IL MERCATO DELLE FIRME FALSE AI PARTITI: “NE HO VENDUTE 7.000 AI DUE POLI” RIVELA UN PENTITO
AVREBBE INCASSATO VENTIMILA EURO DAI PARTITI IN LIGURIA CEDENDO SETTEMILA SOTTOSCRIZIONI… GLI ELENCHI SONO RICAVATI DA BANCHE DATE DI GESTORI TELEFONICI E UFFICI PUBBLICI…MOLTI NOMINATIVI PROVENGONO DALLE PIU’ SVARIATE RACCOLTA FIRME DI QUARTIERE E POI RIUTILIZZATE
La rivelazione è stata raccolta dal “Secolo XIX”, il maggiore quotidiano ligure: un “professionista” denuncia di aver venduto, in occasione di questa tornata elettorale, ben 7.000 firme per la presentazione delle liste a partiti in difficoltà nel raccoglierle.
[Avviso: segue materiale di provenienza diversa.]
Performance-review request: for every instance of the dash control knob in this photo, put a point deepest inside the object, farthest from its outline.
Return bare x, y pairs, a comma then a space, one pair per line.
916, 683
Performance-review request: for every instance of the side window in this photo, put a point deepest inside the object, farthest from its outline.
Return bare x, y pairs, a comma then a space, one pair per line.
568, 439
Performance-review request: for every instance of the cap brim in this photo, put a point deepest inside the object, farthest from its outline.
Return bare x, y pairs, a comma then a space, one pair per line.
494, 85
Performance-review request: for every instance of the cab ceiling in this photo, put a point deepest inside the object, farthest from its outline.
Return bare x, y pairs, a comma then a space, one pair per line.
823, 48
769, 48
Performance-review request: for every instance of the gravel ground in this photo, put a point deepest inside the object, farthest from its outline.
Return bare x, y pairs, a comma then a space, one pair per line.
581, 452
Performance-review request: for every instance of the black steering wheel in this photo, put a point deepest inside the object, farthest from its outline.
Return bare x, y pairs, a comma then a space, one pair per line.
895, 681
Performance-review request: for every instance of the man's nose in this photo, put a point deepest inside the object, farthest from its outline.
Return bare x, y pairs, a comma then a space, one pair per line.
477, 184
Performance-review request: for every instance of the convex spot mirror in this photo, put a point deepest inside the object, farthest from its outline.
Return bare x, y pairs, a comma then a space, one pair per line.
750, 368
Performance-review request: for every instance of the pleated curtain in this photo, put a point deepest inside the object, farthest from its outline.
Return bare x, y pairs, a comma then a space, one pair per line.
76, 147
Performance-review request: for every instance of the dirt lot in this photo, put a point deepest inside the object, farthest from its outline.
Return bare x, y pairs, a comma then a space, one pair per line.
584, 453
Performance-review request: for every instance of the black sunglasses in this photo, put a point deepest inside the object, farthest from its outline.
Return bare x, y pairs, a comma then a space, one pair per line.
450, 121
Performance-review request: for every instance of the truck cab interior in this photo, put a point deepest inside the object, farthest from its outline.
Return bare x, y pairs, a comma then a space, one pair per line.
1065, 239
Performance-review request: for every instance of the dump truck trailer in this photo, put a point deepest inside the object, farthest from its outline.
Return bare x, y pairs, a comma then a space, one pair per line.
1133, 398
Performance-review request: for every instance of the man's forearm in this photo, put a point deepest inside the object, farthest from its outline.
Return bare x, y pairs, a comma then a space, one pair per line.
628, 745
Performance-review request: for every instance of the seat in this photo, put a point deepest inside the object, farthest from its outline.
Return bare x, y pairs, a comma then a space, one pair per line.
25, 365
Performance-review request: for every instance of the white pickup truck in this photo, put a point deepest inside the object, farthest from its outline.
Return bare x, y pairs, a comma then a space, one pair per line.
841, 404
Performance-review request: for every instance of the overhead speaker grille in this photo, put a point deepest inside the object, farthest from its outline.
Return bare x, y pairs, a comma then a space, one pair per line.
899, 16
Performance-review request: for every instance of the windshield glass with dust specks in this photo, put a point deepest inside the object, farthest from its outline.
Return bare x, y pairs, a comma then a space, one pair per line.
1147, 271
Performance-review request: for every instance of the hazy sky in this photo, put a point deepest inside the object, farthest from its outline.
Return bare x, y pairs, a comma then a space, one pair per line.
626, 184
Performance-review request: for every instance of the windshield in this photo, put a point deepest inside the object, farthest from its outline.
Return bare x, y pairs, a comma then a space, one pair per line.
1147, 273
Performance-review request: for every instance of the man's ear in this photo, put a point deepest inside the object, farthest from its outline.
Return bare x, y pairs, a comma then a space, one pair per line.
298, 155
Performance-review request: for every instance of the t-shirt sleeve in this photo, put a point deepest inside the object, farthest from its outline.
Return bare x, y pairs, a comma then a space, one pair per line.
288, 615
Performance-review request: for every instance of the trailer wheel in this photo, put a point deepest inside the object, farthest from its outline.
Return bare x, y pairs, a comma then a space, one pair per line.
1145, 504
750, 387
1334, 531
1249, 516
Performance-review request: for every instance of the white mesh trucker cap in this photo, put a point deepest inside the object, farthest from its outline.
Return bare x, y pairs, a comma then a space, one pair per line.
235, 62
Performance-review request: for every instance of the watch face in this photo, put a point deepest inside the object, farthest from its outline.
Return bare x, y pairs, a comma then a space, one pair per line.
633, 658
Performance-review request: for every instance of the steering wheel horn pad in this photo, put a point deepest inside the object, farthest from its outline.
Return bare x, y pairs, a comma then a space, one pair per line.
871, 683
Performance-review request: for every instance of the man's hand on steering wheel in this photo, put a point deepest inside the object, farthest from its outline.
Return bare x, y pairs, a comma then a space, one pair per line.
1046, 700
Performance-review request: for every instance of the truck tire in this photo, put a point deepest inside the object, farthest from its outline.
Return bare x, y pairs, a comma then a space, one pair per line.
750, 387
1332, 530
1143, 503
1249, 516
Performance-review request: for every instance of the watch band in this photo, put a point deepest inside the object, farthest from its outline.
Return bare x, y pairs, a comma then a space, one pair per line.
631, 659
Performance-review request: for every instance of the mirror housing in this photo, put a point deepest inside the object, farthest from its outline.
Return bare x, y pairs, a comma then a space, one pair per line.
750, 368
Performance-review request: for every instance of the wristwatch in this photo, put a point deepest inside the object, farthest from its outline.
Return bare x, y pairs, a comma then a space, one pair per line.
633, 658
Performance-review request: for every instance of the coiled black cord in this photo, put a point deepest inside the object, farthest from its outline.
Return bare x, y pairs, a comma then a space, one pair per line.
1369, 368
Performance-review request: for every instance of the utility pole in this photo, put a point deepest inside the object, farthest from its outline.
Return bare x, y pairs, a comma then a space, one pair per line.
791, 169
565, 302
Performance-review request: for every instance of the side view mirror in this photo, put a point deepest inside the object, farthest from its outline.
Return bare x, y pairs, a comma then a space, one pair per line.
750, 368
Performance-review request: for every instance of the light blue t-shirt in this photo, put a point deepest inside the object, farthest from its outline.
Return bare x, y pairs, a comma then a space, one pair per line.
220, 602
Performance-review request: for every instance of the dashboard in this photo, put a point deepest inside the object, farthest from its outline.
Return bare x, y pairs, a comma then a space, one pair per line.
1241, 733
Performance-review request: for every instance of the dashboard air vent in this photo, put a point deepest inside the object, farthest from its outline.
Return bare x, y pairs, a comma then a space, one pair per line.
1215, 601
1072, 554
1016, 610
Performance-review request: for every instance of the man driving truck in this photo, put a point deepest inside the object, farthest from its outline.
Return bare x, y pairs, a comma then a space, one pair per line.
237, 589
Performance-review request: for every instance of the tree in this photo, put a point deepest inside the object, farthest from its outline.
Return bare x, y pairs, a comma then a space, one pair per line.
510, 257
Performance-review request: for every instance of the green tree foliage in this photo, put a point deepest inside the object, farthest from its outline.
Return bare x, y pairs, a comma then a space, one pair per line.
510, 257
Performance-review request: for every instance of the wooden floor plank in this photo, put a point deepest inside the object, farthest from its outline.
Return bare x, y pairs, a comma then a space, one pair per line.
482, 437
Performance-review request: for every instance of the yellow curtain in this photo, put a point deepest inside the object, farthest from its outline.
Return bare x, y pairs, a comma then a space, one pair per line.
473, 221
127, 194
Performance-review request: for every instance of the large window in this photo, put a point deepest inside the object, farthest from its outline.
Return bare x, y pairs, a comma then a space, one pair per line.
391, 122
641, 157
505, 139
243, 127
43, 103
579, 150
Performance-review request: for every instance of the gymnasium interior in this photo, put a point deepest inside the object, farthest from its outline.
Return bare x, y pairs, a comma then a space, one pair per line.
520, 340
Andrea Pescino, esperto in materia e già rinviato a giudizio nel 2005 per uno scandalo analogo a Imperia, in relazione a firme raccolte e smistate, personaggio controverso che ha però anche fatto decollare inchieste come quella sulla spartizione dei fondi comunitari in Regione o sequestrare discariche pericolose in riviera, ha rilasciato stamane una pesante intervista al Secolo XIX , rivelando fatti che, se fossero confermati, metterebbero in pericolo la validità delle prossime elezioni regionali in Liguria.
Non a caso sarà ascoltato oggi dalla Digos.
In pratica Pescino ha rivelato di aver venduto e consegnato dati anagrafici per produrre firme false, definendo tale operazione “una regola ormai invalsa da tutte le parti, quasi una professione”.
Dove si ha a che fare pure con altri concorrenti, ciascuno con le proprie firme taroccate e i propri prezzi di vendita.
Il Pescino ne avrebbe vendute 7.000, 4.000 al centrosinistra e 3.000 al centrodestra, ricavando un cifra di circa 20/25.000 euro: “c’è una legge di mercato che governa queste cose, ci sono persone che fanno la “professione” di candidati e compiono investimenti per poi ricavarne benefici”. L’esperto sottolinea al “Secolo XIX” che “l’esborso aumenta man mano che ci si avvicina al momento della presentazione delle liste” e poi spiega come ci si procuri i dati degli elettori: “Non è difficile, vi sono banche dati che conservano gli elementi fondamentali per una firma, come i gestori di compagnie telefoniche o gli impiegati di uffici pubblici”.
Un’altra fonte di dati sono poi le “raccolte firme” sui più svariati argomenti, in cui i cittadini appongono una firma di consenso o di solidarietà .
Una volta conservate, divengono merce di scambio per i professionisti della vendita firme, avendo un valore di mercato.
Secondo l’esperto vi sarebbe addiritura un sistema simile a quello dei paparazzi, con il ritiro delle liste dal mercato: “ci sono persone che comprano le liste perchè non le utilizzino altri, per cassare dalla competizione concorrenti che potrebbero creare dei problemi”.
Il sistema pare diffuso non solo in Liguria, anche perchè la procedura se non lo favorisce, certamente non lo ostacola.
I controlli che vengono effettuati si limitano alla corrispondenza del nome, cognome e indirizzo con il documento di identità .
Nessuno viene chiamato a confermare o meno se ha apposto realmente la firma a sostegno di quella lista, salvo casi di esposti o di denunce.
E per molti partiti ciò rappresenterebbe una scorciatoia rispetto alla raccolta delle firme per strada, con impegno di militanti e costi del cancelliere.
Se dovessero mai controllare tutti i sottoscrittori, qualcuno sostiene che di liste valide in Italia ne resterebbero ben poche.
Possibile che una classe politica debba ridursi alle liste taroccate?